Transform PDFs into Interactive HTML in React with JavaScript

2025-03-18 02:34:00 1

Converting PDFs to HTML within a React application enables users to transform static documents into dynamic, accessible web content. This approach enhances responsiveness across devices, simplifies content updates, and integrates directly into web pages—eliminating the need for external PDF viewers. It preserves the original layout while leveraging web-native features such as state-driven UI updates. By merging the structure of PDFs with the flexibility of modern web interfaces, this method creates content that is both adaptable and user-friendly without compromising design integrity.

In this article, we explore how to use Spire.PDF for JavaScript to convert PDF files into HTML with JavaScript in a React application.

Install and Configure Spire.PDF for JavaScript in Your React App

To begin converting PDFs to HTML in your React application, follow these steps:

1. Install via npm:

Run the following command in your project's root directory:

npm install spire.pdf

(Alternatively, you can download Spire.PDF for JavaScript from our website.)

2. Add the required files:

Copy the Spire.Pdf.Base.js and Spire.Pdf.Base.wasm files into your project's public folder. This ensures the WebAssembly module initializes correctly.

3. Include font files:

Place the necessary font files in the designated folder (e.g., /public/fonts) to ensure accurate and consistent text rendering.

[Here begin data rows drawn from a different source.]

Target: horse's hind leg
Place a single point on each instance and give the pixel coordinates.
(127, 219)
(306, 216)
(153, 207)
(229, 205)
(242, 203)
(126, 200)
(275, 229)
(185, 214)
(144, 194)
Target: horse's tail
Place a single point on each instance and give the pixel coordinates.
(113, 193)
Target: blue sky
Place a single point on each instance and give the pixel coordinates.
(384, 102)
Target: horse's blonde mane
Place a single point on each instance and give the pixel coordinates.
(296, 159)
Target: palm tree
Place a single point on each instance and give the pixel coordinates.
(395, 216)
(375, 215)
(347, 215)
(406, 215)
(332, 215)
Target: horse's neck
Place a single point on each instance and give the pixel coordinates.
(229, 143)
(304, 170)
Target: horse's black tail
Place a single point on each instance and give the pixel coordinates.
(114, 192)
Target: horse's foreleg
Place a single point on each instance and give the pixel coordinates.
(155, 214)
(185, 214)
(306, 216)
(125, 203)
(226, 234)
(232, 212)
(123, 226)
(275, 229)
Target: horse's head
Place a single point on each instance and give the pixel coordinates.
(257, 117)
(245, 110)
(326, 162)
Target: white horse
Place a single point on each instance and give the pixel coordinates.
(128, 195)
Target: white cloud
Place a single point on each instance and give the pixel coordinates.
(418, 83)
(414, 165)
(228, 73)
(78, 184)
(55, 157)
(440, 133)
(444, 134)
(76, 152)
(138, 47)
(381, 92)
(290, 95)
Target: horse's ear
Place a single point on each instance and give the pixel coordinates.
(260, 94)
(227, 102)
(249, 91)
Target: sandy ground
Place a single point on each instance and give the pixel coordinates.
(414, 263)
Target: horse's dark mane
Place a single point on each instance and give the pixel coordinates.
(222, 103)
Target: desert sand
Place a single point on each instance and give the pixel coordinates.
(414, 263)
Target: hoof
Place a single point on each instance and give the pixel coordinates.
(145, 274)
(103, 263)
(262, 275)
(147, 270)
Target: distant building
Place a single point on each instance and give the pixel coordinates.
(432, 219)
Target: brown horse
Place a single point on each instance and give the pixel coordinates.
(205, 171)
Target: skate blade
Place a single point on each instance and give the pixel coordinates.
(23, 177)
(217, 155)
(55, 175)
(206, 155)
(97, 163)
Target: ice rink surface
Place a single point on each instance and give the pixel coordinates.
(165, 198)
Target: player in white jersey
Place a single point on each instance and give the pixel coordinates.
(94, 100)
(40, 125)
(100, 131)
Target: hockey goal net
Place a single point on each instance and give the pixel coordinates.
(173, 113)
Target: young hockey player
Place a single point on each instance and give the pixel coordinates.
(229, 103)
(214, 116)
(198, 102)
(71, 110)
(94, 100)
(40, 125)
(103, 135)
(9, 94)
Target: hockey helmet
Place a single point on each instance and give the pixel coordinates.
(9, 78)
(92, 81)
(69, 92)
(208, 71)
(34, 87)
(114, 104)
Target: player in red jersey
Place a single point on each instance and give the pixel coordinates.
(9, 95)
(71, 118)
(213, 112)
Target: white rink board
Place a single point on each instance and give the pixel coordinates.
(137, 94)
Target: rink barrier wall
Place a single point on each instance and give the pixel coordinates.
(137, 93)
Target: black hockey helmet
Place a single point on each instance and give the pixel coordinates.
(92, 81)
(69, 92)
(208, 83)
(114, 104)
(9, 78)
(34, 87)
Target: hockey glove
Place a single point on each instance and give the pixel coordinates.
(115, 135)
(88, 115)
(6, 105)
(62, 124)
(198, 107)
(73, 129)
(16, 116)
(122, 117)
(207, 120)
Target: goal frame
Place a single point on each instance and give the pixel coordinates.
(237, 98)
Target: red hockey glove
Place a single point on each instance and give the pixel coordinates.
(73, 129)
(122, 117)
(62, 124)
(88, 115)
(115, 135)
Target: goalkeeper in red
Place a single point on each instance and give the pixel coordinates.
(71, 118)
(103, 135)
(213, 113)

For more details, please refer to our documentation: How to Integrate Spire.PDF for JavaScript in a React Project

Steps for Converting PDF to HTML Using JavaScript

Spire.PDF for JavaScript includes a WebAssembly module for processing PDF documents. By fetching PDFs into the virtual file system (VFS), developers can load them into a PdfDocument object and convert them into various formats such as HTML. The main steps are as follows:

  • Load the Spire.Pdf.Base.js file to initialize the WebAssembly module.
  • Fetch the PDF file to the VFS using the wasmModule.FetchFileToVFS() method.
  • Fetch the font files used in the PDF document to the "/Library/Fonts/" folder in the VFS using the wasmModule.FetchFileToVFS() method.
  • Create an instance of the PdfDocument class using the wasmModule.PdfDocument.Create() method.
  • (Optional) Configure the conversion options using the PdfDocument.ConvertOptions.SetPdfToHtmlOptions() method.
  • Convert the PDF document to HTML format and save it to the VFS using the PdfDocument.SaveToFile() method.
  • Read and download the HTML file or use it as needed.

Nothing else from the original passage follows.